Tuesday, October 9, 2012

Tell me why I don't like editing?

Why do I hate editing? Because if you edit properly it's hard work. Yesterday I benefited from an editing session with some other talented writers. So I decided to look at my editing checklist and revamp it.

If I asked a non creative writer what editing is I would expect them to come up with the following list:

sentence structure
subject/verb agreement
consistent verb tense
word usage

Of course I look out for spelling mistakes and common errors but recently I found an article by William Faulkner. He pointed out that we teach ourselves through our own mistakes. People learn only by error, he wrote. However, it's not always easy to spot errors at first. We're too close to our own writing. We love what we write, especially directly after we write it.

Most of the writers I know that never finish a piece of writing are those obsessed with the quest for perfection. But why worry about perfection in your first or second draft? No one else expects your first attempt to be perfect. Why not enjoy the free writing of trying to capture your idea on the page?

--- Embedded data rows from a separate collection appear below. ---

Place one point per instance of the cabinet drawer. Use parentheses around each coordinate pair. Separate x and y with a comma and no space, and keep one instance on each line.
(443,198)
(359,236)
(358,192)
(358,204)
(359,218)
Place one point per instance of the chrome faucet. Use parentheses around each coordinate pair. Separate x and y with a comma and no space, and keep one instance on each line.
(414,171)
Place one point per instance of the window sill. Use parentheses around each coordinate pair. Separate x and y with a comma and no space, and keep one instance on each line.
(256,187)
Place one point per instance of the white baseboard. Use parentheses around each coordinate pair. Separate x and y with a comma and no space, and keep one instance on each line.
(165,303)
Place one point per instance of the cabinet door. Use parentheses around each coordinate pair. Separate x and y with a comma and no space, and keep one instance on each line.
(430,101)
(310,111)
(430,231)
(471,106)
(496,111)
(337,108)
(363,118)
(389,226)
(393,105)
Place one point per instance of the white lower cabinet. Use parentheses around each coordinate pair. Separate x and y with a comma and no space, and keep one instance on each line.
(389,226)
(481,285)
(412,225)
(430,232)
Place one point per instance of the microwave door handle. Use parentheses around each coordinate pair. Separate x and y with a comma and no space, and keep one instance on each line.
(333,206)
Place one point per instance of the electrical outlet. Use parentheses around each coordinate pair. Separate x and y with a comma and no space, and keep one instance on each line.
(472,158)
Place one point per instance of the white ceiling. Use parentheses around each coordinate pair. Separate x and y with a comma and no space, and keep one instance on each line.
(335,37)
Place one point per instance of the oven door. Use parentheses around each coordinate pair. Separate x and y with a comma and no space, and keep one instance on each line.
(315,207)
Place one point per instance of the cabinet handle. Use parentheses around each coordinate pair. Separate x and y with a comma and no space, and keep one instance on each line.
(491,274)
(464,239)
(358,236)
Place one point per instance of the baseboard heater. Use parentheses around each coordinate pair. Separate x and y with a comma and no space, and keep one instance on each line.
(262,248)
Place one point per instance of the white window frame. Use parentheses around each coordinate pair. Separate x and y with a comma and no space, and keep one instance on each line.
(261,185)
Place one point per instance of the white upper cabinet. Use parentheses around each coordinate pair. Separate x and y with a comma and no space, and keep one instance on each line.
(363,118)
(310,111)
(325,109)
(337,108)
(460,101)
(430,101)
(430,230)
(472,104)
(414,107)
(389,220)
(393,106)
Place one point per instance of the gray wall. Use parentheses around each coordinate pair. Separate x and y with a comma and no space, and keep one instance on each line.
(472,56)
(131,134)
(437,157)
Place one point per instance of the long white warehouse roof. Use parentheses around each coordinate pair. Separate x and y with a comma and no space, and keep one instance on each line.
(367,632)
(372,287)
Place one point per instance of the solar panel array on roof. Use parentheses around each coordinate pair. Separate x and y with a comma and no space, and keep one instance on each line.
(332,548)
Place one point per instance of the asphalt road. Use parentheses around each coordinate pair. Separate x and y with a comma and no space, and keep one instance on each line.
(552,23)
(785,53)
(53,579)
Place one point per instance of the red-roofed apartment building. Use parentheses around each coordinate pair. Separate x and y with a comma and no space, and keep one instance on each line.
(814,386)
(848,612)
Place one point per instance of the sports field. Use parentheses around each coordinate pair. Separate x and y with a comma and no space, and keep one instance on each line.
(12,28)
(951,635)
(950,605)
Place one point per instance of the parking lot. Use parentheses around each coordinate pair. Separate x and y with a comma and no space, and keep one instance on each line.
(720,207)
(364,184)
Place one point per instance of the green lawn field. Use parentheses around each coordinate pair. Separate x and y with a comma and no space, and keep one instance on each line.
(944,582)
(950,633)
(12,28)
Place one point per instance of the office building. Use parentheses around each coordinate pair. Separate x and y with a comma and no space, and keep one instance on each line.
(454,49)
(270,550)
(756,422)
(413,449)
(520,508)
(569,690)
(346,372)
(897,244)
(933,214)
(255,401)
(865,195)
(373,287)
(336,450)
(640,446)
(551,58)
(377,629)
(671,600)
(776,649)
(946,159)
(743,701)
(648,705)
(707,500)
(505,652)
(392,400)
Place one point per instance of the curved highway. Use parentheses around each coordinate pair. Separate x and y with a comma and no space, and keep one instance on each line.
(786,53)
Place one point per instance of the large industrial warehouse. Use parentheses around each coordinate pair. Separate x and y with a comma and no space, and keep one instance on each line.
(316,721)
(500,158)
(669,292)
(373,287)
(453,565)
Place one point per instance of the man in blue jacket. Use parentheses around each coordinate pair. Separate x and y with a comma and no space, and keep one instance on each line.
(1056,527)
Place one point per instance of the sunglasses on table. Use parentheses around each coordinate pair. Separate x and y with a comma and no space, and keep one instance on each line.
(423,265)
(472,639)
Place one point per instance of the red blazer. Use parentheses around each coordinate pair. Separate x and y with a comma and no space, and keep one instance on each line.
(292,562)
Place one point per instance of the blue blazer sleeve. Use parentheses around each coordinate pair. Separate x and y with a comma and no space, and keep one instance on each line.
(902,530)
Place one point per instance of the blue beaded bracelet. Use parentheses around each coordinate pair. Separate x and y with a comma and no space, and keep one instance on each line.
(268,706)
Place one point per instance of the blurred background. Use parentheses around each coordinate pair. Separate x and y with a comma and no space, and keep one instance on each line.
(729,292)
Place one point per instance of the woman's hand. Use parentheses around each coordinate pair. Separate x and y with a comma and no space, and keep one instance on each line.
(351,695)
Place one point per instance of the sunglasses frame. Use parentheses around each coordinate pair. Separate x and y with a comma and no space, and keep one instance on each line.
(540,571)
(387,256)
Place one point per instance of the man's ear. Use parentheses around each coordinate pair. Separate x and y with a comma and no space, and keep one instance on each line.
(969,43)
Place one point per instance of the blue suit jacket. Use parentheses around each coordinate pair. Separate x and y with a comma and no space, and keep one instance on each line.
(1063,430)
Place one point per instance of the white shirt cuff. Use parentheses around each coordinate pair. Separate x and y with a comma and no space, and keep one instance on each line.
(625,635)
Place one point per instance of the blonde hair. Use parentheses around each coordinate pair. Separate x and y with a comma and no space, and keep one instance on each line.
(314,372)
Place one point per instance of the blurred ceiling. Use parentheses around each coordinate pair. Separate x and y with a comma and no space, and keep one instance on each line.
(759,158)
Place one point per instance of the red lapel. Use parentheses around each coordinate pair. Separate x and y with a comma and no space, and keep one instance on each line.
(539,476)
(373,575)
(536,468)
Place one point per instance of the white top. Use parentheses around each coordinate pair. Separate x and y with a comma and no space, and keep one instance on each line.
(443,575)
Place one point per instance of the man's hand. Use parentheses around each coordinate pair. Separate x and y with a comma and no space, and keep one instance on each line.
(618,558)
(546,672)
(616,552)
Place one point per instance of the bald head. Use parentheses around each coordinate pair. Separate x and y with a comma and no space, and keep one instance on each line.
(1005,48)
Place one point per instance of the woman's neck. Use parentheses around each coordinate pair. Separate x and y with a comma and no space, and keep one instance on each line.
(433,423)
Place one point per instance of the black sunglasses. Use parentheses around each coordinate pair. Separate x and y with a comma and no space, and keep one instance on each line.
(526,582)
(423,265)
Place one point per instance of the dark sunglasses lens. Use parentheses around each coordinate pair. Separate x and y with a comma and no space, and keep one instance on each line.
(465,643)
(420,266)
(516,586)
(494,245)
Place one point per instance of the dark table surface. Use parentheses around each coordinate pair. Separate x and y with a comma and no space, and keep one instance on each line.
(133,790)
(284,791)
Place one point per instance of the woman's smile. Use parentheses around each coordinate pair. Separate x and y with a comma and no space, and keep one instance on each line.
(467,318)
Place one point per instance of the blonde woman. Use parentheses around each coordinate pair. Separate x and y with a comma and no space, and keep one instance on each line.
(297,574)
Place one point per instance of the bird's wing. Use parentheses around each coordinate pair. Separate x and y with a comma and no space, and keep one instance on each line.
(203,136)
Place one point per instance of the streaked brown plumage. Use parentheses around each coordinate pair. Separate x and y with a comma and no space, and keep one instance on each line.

Now once I have that all important first draft then it's the time to refine the plot and structure.

After I have removed all the typos and repetition I try to get more focused. Stephen King wrote a great book on creative writing and described adverbs as dandelions, I liked the idea of them being weeds because once you start using them you can't stop. Do a search for "ly" and edit as many adverbs as possible. The strongest, most powerful writing uses few adverbs because adverbs assist weak verbs. These should be replaced with stronger, more accurate verbs.

Characters should not "begin to" do things. Have them take direct action. Similarly instead of having characters to decide to do things, they should just do it. No 'after Jake had left she decided to check his phone.'

Cliches are hard to spot sometimes because they are ingrained into our culture. When you do find them take them out.

Next is dialogue, I have my own special dialogue checklist:

short sentences
use contractions
forgo pleasantries
compress your dialogue
edit dialogue to its essentials
don't overuse names.

I always have to remember to create a new paragraph when dialogue changes from one character to another. You can add the character's thoughts and actions after their dialogue without beginning a new paragraph.

One of my bad habits are the use of intensifiers. These are the words placed before adjectives and adverbs in an attempt to intensify an effect. Words such as very, so, quite, extremely, really, and absolutely. We're very tired. Thank you so much. The book was extremely good, etc. Removing them tends to improves sentences. Unfortunately I use them a lot in my speech so they overflow into my writing.

One of my pet hates in other peoples writing is 'it'. Be specific and name the "it" wherever possible.

Too many passive verbs slow down and weaken a narrative with wordiness—tighten and strengthen your sentences by naming who did what.

My passive verb checklist:

There are lots of other things that you need to look for. This list has been developed by listening to the criticism that I have received from others which I have then taken on board.

1 comment:

  1. This is a great post. I hate editing too, although I am getting better at it and therefore enjoying it more. I like that you focus on improving the text rather than overhauling the whole work. I always feel I'm not editing properly because I'm actually happy with the structure and character development etc. Probably in two years I'll be brave enough to work on those things too!